DUI arrests are fast becoming the number one type of criminal charge in the U.S. today according to many sources. The police are often encouraged and empowered to stop as many motorists as they can in the hopes of catching a driver who is impaired by alcohol or drugs, or sometimes both. In the zeal for getting DUI drivers off the road we sometimes forget that the Bill of Rights affords each one of us the protection from unreasonable searches and detentions by law enforcement, with this being said, is it reasonable or legal to stop a car just because the driver was observed leaving a bar or drinking establishment? Some say it is OK, others believe that unless the officer sees some illegal action, that type of stop would be illegal.
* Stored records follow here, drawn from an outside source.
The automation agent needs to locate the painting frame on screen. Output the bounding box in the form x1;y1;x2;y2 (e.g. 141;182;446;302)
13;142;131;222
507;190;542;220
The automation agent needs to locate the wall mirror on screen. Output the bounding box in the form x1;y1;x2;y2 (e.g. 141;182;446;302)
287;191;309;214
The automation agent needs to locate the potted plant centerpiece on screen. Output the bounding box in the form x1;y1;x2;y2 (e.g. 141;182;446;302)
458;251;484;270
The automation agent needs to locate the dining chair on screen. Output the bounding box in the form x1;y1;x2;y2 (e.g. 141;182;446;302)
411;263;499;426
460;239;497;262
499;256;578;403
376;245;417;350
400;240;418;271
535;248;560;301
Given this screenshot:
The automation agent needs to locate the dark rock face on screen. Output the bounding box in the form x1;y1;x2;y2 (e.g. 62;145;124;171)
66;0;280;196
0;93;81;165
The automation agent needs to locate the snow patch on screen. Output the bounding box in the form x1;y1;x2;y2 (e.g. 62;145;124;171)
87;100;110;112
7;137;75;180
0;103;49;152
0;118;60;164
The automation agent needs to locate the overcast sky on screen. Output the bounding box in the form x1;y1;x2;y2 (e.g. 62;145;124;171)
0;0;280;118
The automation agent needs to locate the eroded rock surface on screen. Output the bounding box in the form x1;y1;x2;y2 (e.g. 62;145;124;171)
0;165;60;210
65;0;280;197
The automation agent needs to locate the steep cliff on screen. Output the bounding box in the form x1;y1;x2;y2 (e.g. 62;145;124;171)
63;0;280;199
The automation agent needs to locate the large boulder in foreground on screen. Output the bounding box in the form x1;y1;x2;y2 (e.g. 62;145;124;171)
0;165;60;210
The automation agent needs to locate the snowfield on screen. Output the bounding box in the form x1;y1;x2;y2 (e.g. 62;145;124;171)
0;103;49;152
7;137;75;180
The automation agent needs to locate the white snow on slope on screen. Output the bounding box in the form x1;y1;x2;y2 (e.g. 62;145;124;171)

According to Bruce Blythe, a Bakersfield Criminal Defense Attorney who handles many DUI cases, a stop by police simply based on the fact that the driver was seen walking out of a bar would be Constitutionally impermissible. The touchstone of the Fourth Amendment, according to Blythe, is the premise that any "seizure" of a citizen by the government must be based on a reasonable suspicion of criminal activity. This suspicion need not rise to the level of actual certainty, but must cause a reasonable person to conclude that criminal activity may be afoot. In the scenario presented, Blythe argues that the officer would lack any objectively reasonable belief due to the fact that patronizing a bar is not illegal, nor is there any fact upon which the officer could point to that would lead him to a conclusion that the driver had been drinking and was impaired to the degree that he or she could no longer drive the vehicle safely.
In this type of a fact pattern, the absence of any articulated facts to support the belief that the driver was impaired or above the legal limit in California would certainly result in a finding that the contact and subsequent DUI arrest violates the Constitution and thereby would be illegal under CA state law.